Sadly, Natasha wasn’t the first student with a disability to experience these difficulties. While three of her peers benefited from the changes she fought for, she knows other students graduating previously experienced similar problems. She’s delighted that she’s helped pave the way for better inclusion practices for future students.


Natasha’s advice: Know your rights and raise your voice

Natasha’s advice to teens with a disability is

“Your disability shouldn’t hinder where you want to go and what career you choose. We have to clear the path for those behind us.

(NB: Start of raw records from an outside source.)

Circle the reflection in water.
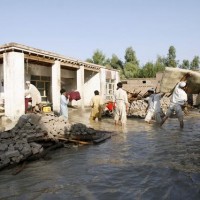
[0,110,200,200]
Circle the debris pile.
[0,113,111,170]
[128,96,170,118]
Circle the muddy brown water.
[0,110,200,200]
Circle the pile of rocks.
[128,96,170,118]
[0,114,95,169]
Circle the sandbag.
[160,67,200,94]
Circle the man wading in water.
[114,82,129,126]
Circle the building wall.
[84,70,100,106]
[122,73,163,94]
[0,64,4,106]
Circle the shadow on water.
[0,110,200,200]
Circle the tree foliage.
[86,46,200,79]
[166,46,177,67]
[190,56,200,70]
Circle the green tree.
[86,49,108,66]
[124,47,139,66]
[124,62,139,79]
[190,56,200,70]
[180,60,190,69]
[110,54,123,70]
[143,62,156,78]
[154,56,167,72]
[166,46,178,67]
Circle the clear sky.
[0,0,200,65]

Be aware of your rights. You’re not worth less than the person next to you if you’re in a wheelchair. You will have to raise your voice."

“It’s getting better slowly. As we get out there into the community, my generation are the first to hit hurdles and break down brick walls. The previous generation was hidden away in nursing homes.

If you’re born now your prospects are exponentially better - in therapy, treatment and social acceptance, than my age or older.”

As far as her hopes for the future go, Natasha’s aiming high. Her ultimate career goal would be to follow in the footsteps of Sarah McIntyre and Nadia, though she admits “that’s a way off.”

She’d also love the opportunity for her career in research to present travel opportunities, as it does for her mentors, Sarah McIntyre and Nadia Badawi.

When asked if she hopes to inspire other people living with a disability to pursue a career in research, she responds with a grin “someone has to be a trailblazer.